Interactions of microplastics with heavy metals in the aquatic environment: Mechanisms and mitigation
This review synthesized mechanisms of heavy metal adsorption onto microplastics in aquatic environments and evaluated strategies for removing both contaminants simultaneously. The authors found that temperature, salinity, and plastic surface aging govern metal binding, and identified hybrid adsorbent materials as the most promising approach for co-removal of metals and microplastics from water.
Prediction of microplastic abundance in surface water of the ocean and influencing factors based on ensemble learning
Researchers used machine learning to predict microplastic levels in ocean surface waters and identify the key factors driving contamination. Their models found that geographic location, ocean currents, and proximity to populated coastlines were major predictors of microplastic abundance. This approach could help scientists map pollution hotspots without costly and time-consuming physical sampling.
Metal adsorption by microplastics in aquatic environments under controlled conditions: exposure time, pH and salinity
Scientists systematically varied pH, salinity, and exposure time during metal adsorption experiments on different microplastic types, finding that pH had the greatest influence on metal uptake, with higher pH favoring adsorption of copper, lead, and cadmium onto most tested polymers.
Features of Heavy Metals Sorption by Microplastics in Environmentally Relevant Conditions
Experiments using aged PET microplastics in natural lake water showed that the particles sorb heavy metals (cobalt, nickel, copper, cadmium, lead) in environmentally relevant concentrations, but the sorption isotherms differed from those measured in synthetic laboratory solutions. This matters because microplastics acting as vectors for heavy metals in real freshwater conditions could increase metal bioavailability and toxicity to aquatic life and potentially to humans who drink the water.
Evaluating the role of microplastics as a vector in metal cycling within the River Thames
Researchers characterized how microplastics in River Thames water adsorb toxic heavy metals, comparing adsorption capacity across different plastic types and water chemistry conditions.

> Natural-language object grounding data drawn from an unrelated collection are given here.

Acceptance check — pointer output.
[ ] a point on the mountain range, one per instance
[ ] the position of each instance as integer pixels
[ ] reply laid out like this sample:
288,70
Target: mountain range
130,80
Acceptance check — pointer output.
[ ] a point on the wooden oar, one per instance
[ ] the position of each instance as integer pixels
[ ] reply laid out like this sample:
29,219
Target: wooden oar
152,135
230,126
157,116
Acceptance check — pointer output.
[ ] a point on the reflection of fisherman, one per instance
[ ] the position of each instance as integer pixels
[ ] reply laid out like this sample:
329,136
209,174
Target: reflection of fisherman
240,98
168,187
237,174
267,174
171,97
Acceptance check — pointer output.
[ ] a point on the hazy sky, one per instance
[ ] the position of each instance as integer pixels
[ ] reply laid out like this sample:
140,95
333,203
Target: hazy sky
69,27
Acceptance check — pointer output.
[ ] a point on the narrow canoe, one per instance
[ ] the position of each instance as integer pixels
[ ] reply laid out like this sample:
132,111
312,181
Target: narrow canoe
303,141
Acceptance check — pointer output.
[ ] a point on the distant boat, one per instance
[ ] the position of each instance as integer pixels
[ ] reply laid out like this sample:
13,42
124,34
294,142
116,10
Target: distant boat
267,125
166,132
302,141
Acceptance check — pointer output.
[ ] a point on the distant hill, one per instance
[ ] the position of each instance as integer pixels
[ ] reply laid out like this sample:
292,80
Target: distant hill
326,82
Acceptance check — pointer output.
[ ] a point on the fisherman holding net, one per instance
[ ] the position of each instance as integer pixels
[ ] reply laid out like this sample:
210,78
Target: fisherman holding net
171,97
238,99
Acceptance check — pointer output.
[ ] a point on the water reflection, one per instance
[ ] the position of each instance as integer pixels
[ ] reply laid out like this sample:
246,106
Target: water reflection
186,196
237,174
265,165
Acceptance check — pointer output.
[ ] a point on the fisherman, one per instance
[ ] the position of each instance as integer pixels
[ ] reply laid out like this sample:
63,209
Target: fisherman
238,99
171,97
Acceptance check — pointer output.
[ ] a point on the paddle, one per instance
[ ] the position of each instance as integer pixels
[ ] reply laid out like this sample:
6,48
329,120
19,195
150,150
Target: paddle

Microplastics consistently adsorbed metals including lead, cadmium, and copper, providing the first data on metal-binding capacity for Thames microplastics and supporting their role as carriers of inorganic pollutants in urban rivers.

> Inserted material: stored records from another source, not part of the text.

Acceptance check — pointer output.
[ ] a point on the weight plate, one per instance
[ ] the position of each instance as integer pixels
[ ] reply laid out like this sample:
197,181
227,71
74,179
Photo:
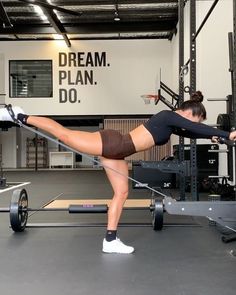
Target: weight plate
224,121
157,215
18,210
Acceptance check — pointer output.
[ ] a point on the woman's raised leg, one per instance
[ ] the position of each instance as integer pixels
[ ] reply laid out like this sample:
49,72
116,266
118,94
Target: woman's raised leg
85,142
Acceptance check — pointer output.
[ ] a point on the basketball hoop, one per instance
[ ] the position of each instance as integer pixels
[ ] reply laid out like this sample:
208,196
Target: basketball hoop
148,97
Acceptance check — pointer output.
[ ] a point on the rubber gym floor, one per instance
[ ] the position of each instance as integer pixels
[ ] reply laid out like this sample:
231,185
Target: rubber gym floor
182,260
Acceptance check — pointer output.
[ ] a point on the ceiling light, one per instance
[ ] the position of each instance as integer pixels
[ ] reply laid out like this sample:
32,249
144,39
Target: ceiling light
116,16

Adsorption mechanism of trace heavy metals on microplastics and simulating their effect on microalgae in river
Researchers investigated how three common types of microplastics adsorb trace heavy metals under varying temperature and salinity conditions in freshwater. They found that microplastics adsorb metals primarily through electrostatic forces in a single-layer pattern, with warmer temperatures and lower salinity increasing adsorption capacity. The study also showed that heavy metals carried by microplastics can inhibit the growth of freshwater microalgae, demonstrating how plastics act as vectors for metal contamination in rivers.
AI-Driven Framework Development for Predictive Classification of Microplastic Concentration of Aquatic Systems in the United States
Researchers compared four machine learning models—logistic regression, random forest, support vector machine, and a neural network—for predicting microplastic density in US coastal waters across three regions. The support vector machine performed best with 93.94% average accuracy, demonstrating the potential of AI-driven tools for microplastic monitoring.